Denmark heightens its military presence in the Baltics

Denmark is also ready to send extra help as soon as possible to the Baltic countries if needed to defend themselves. [EPA-EFE/Mads Claus Rasmussen]

Amid ongoing talks between NATO and Russia, Denmark has decided to increase its military presence in the Baltics as a show of support against Russia’s aggressive behaviour.

After consultations with the country’s Foreign Policy Board, the Danish government agreed on 10 January to send naval frigate Peter Willemoes with 160 soldiers, four F-16 fighters, and 70 men to the Baltic region.

Arriving in January and operating under NATO’s command, the fighters will be deployed in Lithuania, while the frigate will be used for patrolling. Both the frigate and the fighters will remain in the area for at least three months.

“This sends a strong signal that Denmark is taking co-responsibility for the Alliance’s collective security. We, together with NATO, are ready for a constructive dialogue with Russia so that we can find possible diplomatic solutions, but we must take our precautions,” Danish Foreign Minister  Jeppe Kofod said in the defence ministry’s press release.

The defence ministry has previously described the Baltic region as Denmark’s “own backyard” and one that poses one of the “biggest challenges” to the country’s security.
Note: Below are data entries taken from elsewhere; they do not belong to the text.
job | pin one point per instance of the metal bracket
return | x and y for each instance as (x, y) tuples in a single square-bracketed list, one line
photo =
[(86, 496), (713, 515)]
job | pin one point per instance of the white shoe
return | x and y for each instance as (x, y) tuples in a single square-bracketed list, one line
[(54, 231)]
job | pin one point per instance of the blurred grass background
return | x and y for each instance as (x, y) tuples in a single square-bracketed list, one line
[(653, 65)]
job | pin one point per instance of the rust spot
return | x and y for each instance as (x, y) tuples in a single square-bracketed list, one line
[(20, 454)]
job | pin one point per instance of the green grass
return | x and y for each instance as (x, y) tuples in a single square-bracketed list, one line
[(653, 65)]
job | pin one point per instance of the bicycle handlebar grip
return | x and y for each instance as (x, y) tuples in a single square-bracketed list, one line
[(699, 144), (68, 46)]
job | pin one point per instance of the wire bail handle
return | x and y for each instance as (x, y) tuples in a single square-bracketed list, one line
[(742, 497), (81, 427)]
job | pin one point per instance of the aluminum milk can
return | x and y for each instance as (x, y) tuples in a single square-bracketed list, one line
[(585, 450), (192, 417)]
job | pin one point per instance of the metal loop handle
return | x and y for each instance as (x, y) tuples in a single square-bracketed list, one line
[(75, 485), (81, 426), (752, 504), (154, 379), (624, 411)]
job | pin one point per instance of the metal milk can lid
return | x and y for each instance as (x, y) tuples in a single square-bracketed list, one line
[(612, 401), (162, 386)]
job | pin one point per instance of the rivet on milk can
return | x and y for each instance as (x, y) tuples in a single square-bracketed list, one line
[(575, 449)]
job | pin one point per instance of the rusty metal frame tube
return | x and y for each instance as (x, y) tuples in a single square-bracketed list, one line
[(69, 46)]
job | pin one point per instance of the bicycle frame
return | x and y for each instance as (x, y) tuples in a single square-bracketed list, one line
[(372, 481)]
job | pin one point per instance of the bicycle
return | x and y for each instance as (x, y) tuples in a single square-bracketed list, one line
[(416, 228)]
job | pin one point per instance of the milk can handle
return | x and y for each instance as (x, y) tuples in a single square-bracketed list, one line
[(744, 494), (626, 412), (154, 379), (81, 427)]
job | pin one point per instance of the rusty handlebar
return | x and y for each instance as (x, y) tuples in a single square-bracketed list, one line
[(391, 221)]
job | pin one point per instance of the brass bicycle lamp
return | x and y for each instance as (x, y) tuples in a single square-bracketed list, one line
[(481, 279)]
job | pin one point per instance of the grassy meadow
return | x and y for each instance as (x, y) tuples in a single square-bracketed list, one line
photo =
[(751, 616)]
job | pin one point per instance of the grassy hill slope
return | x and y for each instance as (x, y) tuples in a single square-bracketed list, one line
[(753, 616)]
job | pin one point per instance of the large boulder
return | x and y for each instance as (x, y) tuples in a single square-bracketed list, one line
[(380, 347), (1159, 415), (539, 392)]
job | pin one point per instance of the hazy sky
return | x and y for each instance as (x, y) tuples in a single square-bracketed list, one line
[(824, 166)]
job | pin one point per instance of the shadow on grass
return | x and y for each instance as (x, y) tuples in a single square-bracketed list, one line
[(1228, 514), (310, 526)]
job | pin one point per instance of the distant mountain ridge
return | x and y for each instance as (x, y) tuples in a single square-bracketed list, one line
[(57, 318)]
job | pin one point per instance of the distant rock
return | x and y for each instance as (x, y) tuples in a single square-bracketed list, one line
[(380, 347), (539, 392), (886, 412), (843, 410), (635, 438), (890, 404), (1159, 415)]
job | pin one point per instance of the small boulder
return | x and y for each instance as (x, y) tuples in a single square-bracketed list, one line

Denmark has deployed some 200 soldiers in Estonia as part of NATO’s advanced defence.

In the ERR News interview, Estonian Defence Minister Kalle Laanet welcomed the quick outcome of negotiations commenced in December. “This is an extremely strong deterrent message to Russia, which shows that we are united. [..] If Russia’s main goal is to divide allies, what Denmark has done with its decisions today shows that, in reality, there is a trend towards strengthening the allies,” said Laanet.

The defence minister also revealed there are ongoing discussions to strengthen the resources of NATO’s enhanced Forward Presence (eFP) in the Baltic states and Poland.